Ardent Concentration
July 17, 2018
Close your eyes and watch your breath. Nobody else can watch it for you. This is something you’ve got to do yourself. And you have to give it your full attention. Think of yourself as building a home for the mind. If you do a sloppy job, the home is not going to be a good place to stay. So pay careful attention to each breath as it comes in, each breath as it goes out.
Pay careful attention to your mind. Where is your mind going right now? Because as the Buddha said, everything we experience is led by the mind, shaped by the mind, and the mind can shape things in all kinds of forms. It can create a lot of suffering for ourselves and other people, or it can create a lot of happiness. So we’ve got to keep watch on it. If you want to make it reliable, you have to be very mindful. You have to be mindful to the point where the mind settles down and is really still.
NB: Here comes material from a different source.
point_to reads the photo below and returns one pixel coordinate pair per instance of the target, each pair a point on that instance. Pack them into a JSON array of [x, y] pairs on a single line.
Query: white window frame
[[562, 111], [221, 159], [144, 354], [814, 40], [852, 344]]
And who’s going to do the work? Well, you have to do the work. Who’s going to check the work? You have to check the work, to see whether it’s creating suffering or not. All too often we just let things slide. There’s a part of the mind that says, “Well, if I don’t take care of it, maybe someone else will.” This may happen with things outside, but not with the mind. If you want the mind to be clean, you’ve got to clean it. If you want the mind to be stable, you’ve got to stabilize it. You can’t go running around asking somebody else to do it for you. Other people can give you advice on how to do it, but the real work is yours right here.
This is why the Buddha said ardency is an important part of mindfulness practice. It’s what gets the mind into concentration. You try to pay careful attention to what you’re doing and try to do it really well, and be very demanding in how you judge the results. As the Buddha said, the secret to his awakening was that he didn’t rest content with the goodness he had done. If there was any way he could improve it, that’s what he would do. If we’re to find true happiness, we have to take him as our example, this is how it’s done.
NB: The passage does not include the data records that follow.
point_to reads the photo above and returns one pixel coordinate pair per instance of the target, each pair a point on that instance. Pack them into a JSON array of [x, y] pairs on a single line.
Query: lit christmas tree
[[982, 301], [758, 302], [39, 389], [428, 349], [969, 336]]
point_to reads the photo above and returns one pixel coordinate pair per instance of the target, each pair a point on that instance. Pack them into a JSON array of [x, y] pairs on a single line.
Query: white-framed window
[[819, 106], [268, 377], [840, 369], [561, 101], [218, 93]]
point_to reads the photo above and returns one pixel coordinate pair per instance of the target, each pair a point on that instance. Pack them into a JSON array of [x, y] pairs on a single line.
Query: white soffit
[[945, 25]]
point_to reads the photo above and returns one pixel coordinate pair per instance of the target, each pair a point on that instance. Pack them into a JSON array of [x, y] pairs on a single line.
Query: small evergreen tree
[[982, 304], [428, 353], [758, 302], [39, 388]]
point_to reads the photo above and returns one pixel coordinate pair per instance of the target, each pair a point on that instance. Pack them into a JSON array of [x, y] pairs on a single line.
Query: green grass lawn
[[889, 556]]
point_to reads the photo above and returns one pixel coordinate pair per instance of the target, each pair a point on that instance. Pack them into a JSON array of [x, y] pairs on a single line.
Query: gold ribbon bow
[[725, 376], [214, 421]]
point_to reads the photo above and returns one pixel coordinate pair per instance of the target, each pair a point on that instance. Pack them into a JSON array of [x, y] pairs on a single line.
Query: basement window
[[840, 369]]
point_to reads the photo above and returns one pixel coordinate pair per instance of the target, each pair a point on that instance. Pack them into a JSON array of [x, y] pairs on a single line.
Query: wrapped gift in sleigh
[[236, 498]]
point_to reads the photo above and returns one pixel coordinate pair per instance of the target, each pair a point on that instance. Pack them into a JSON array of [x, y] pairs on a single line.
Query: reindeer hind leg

It’s in this way that you build a home for yourself, or as the Buddha says, you build an island for yourself, you build a refuge for yourself. Once you’ve done that, it’s a refuge that nobody can take away. If you’re dependent on the help of others, other people can sometimes take that help away. But when you’ve built your own refuge, it’s yours. Nobody else can touch it. Nothing else can destroy it.
Our problem is that we tend to destroy our refuge. We get the mind into good shape and then we forget and go running out after other things. Then we suffer and we wonder why. Well, there’s no need to wonder. We haven’t been taking good care of ourselves. We haven’t been doing our work properly.
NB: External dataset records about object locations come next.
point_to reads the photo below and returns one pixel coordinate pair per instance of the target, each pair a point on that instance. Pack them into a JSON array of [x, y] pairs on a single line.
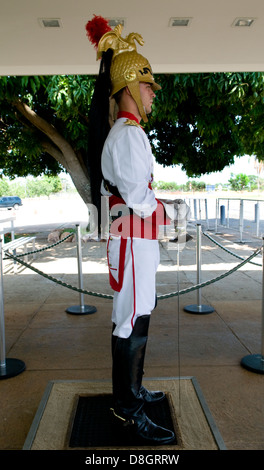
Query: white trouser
[[137, 296]]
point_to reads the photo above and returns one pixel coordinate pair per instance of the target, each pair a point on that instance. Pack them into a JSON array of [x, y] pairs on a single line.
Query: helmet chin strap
[[135, 93]]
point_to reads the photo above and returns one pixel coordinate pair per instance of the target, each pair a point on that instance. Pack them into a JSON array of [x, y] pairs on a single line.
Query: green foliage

So here we have the Buddha’s teachings already all laid out. It’s simply a matter of whether you’re going to take them and make them your own. Nobody else can do the work, and if you don’t do it now, when is it going to get done? Things don’t get easier as you get older. So right now is the best time to ardently give yourself to the breath, give yourself to developing mindfulness and concentration. When you do that, then they’ll give you rewards many times over.